There are many other ways to view and navigate the transition of age and retirement. First, who says one MUST retire? Some people may choose to work until they finish. Nor does retirement have to mean that productivity ceases. There are a multitude of ways to be productive in addition to one’s career. Moreover, there are a multitude of ways to understand productivity. As difficult as it may seem, a conversation about this transition is not merely for people approaching retirement age. Talking about this transition to younger people can help them begin to think about how they want to enter their autumn years. Although nothing can be perfectly predicted and planned for, there is a place for thinking about one’s latter years earlier in life. That is one of those lessons of life I wish I had learned at an earlier age. Yet at the same time, to excessively ruminate about such things can freeze people up rather than propelling them to live. How we come to grips with our final destiny can either weigh us down or enliven us. More importantly, the thought of coming to grips with our humanity and its finitude should free us to live NOW. To pine away and constantly commiserate on the fact that we’re going to die equates to a waste of time and living.

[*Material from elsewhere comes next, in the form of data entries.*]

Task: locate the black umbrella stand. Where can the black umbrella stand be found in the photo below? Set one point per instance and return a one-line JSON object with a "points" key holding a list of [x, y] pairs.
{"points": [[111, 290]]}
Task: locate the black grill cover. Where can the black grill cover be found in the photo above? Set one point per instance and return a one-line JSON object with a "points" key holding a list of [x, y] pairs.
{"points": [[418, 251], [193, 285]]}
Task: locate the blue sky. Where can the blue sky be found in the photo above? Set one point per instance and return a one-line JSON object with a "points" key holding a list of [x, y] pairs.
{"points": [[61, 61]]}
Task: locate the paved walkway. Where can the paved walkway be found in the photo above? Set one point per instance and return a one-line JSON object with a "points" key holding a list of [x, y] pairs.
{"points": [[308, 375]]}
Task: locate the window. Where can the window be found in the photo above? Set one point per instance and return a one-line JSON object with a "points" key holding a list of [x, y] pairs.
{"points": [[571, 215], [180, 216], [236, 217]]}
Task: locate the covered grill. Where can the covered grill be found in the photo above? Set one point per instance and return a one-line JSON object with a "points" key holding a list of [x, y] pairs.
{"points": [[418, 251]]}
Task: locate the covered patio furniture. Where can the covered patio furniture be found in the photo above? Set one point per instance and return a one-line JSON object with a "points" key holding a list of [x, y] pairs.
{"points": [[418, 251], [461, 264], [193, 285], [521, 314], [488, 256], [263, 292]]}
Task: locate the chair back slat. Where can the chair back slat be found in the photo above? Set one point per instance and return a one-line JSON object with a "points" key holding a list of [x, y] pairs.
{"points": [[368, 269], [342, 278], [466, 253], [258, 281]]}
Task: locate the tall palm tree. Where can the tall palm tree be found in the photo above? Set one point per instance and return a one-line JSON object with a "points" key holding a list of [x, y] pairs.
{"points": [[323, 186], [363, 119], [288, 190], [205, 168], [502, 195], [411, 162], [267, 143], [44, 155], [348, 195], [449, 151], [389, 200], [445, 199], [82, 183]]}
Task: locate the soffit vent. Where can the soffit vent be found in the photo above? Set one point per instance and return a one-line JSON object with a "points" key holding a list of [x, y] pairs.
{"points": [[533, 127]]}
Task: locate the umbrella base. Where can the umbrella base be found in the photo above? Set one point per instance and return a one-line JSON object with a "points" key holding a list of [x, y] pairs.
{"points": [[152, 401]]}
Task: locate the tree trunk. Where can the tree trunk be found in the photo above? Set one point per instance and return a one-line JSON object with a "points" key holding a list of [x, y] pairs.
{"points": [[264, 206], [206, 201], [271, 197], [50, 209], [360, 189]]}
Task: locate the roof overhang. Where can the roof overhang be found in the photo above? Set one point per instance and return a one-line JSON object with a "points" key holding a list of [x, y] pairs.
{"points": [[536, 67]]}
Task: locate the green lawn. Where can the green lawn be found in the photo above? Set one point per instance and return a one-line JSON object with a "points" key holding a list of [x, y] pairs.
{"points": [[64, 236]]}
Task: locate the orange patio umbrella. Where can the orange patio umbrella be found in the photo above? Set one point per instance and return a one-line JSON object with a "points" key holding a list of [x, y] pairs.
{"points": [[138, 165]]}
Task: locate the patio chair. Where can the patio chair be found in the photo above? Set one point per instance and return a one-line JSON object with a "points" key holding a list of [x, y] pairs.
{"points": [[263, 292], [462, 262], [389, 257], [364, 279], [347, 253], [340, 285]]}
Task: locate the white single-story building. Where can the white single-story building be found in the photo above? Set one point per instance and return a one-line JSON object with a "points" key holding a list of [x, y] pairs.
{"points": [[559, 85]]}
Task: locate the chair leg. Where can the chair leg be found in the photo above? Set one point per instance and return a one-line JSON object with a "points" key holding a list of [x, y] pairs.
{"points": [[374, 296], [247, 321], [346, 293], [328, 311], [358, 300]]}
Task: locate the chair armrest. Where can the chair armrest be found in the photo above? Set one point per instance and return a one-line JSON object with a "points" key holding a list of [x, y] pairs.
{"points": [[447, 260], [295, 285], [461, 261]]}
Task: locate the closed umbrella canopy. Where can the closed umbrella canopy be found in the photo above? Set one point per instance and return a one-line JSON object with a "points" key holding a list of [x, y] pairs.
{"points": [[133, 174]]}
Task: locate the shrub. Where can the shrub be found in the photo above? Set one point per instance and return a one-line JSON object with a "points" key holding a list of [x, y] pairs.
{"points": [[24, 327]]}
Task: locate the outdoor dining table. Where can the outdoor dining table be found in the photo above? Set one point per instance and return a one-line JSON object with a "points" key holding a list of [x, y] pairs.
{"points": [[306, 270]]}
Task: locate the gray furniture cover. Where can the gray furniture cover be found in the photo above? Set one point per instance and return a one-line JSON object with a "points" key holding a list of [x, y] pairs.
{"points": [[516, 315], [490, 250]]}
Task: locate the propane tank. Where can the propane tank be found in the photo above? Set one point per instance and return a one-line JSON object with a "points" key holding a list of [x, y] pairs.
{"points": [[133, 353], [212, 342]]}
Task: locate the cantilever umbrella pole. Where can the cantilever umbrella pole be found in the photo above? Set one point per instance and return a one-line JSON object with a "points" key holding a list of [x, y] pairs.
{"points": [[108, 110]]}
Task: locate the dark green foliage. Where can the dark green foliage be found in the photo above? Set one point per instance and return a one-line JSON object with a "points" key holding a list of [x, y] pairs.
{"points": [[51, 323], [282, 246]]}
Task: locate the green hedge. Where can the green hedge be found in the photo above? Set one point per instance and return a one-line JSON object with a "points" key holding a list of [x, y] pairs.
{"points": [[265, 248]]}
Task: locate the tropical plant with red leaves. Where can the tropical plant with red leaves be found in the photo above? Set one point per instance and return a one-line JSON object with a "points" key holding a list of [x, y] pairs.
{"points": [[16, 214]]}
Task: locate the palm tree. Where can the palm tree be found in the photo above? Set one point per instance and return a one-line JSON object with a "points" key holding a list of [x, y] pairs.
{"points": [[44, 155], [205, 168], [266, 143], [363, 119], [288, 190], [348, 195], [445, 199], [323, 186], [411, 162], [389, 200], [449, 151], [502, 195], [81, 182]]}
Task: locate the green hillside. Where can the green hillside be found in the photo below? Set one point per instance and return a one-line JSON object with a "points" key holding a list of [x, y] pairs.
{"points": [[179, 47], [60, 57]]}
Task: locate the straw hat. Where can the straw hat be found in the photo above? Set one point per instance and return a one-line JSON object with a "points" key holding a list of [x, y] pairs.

Age and retirement represent one of the many types of transitions that individuals face in life. People can engage a contemplative and reflective approach to counseling, such as an existential approach, to help them navigate this transition in more fulfilling ways. There are no guarantees that all people will face this transition in a healthy and fulfilling manner. But the opportunity for them to do so is there if they choose to explore and leave open the many options by which people can embrace life. Whether or not they retire from their career, people can choose to push on, the best way they can, to a fulfilling finish.